Summary: In my professional opinion, appropriate falls risk assessments were completed adequately, though not thoroughly, on relevant forms for both admissions. On the second admission the appropriate intervention was identified on one assessment form and in the clinical notes ie supervision of mobility. The intervention appears to have been carried out. The procedures to ensure an effective falls care plan appear to be adequate.

3: The care provided to [Mr A] following his fall

Appropriate nursing care appears to have been provided to [Mr A] following his fall. This took place in the Urology Ward and in the Department of Critical Care (DCC).

Summary: In my professional opinion, the nursing care provided following [Mr A’s] fall was appropriate.

4: The quality of documentation, especially in relation to falls

The documentation related to both admissions appears to be standard documentation. While it has not all been fully completed it adequately documents the assessments completed and cares provided to [Mr A]. It would be very unusual to have all forms fully completed for any patient. However, the documentation provides sufficient detail, as well as the overall picture and gives an appropriate account of the events that occurred.

Summary: In my professional opinion, the quality of documentation is satisfactory.

5: Any other matters I consider warrant comment

Forms for documentation are used in every hospital setting and they do vary. In my professional opinion there are aspects that work well for some patients and not for others, depending on the particular problem/s the patient experiences. It is more challenging to complete documentation for patients with complex needs. A review of the forms used in order to further streamline them may be useful.

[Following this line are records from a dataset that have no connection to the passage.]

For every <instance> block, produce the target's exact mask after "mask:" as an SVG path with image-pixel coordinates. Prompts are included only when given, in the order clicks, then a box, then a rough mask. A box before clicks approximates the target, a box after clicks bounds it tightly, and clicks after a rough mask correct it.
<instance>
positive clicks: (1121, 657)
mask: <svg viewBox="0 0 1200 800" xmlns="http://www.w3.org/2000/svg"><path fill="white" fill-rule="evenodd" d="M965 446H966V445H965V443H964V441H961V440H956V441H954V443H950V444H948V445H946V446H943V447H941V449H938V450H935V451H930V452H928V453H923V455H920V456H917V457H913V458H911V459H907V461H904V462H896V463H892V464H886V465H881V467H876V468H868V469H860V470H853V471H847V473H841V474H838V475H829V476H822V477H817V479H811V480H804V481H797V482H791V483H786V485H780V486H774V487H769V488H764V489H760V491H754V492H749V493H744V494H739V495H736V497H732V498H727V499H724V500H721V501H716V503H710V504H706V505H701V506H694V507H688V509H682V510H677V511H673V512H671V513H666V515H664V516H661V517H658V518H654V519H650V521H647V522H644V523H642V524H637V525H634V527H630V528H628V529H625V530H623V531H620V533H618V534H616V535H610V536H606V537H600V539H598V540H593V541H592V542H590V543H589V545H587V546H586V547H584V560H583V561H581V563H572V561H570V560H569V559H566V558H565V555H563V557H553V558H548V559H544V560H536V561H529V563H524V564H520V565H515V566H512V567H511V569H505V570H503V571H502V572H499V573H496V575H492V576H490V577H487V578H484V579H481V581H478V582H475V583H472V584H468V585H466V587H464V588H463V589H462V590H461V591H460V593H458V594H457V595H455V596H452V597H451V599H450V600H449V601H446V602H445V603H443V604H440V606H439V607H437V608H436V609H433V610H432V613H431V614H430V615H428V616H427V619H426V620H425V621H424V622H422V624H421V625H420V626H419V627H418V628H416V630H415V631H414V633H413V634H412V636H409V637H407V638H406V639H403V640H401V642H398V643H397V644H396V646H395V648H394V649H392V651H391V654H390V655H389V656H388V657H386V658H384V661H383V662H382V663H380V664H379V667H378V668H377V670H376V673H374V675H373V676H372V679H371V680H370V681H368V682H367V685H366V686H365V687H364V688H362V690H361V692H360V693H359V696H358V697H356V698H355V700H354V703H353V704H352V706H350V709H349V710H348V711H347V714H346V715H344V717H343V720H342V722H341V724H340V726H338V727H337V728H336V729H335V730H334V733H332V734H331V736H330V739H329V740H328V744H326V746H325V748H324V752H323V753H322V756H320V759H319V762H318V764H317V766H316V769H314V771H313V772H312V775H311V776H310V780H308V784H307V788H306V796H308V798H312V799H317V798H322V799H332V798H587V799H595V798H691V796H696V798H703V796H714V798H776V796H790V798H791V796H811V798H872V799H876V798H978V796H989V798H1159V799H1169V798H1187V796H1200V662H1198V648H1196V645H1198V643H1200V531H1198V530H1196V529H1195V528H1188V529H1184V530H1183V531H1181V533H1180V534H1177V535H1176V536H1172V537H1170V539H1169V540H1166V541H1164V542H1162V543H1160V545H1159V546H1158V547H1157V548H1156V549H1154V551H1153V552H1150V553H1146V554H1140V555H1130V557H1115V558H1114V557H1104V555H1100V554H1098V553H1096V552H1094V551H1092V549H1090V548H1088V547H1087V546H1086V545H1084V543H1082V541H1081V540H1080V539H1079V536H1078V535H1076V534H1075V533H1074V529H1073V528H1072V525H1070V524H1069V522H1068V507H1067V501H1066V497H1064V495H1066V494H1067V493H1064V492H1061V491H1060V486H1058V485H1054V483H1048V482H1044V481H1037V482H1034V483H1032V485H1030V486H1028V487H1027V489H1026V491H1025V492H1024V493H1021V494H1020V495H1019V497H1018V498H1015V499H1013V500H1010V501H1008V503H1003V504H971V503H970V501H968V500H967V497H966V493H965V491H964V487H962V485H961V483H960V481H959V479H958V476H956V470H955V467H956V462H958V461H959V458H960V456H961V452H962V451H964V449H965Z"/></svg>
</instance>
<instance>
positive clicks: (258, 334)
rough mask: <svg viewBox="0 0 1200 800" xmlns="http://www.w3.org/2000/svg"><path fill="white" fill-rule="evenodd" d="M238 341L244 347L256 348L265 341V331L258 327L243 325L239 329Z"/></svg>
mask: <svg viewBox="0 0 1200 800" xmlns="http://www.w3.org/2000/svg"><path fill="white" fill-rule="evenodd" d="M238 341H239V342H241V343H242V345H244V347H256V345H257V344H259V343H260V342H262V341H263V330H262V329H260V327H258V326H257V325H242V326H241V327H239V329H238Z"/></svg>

I note the Auckland DHB is undertaking a root cause analysis.”

 

[1] Relevant months are referred to as Months 1–2 to protect privacy.

[2] High blood pressure.

[3] A disorder resulting from obstruction of the bladder neck by an enlarged prostate gland.

[4] Low blood pressure.

[5] Blood in his urine.

[6] Occurs in some cases following a fall, when blood collects in a specific deep space of the neck; it is rare but can be a potentially fatal cause of airway obstruction.

[7] Right 4(4) states: “Every consumer has the right to have services provided in a manner that minimises the potential harm to, and optimises the quality of life of, that consumer.”

[8] High blood pressure.

[9] A disorder resulting from obstruction of the bladder neck by an enlarged prostate gland.

[10] Low blood pressure.

[11] Examination of the organs inside the abdomen.

[12] Removal or division of internal scar tissue to relieve symptoms.

[13] Blood in his urine.

[14] An emergency call within the hospital to advise staff that a patient is having a medical emergency.

[15] Department of Critical Care Medicine.

[16] Where a thin tube with a camera and light on the end is inserted through the urethra (the tube that carries urine out of the bladder) and into the bladder so that the inside of the bladder can be visualised.

[17] A gland in the reproductive system.

[18] Occurs in some cases following a fall. A haematoma forms when blood collects in a specific deep space of the neck; it is rare but can be a potentially fatal cause of airway obstruction.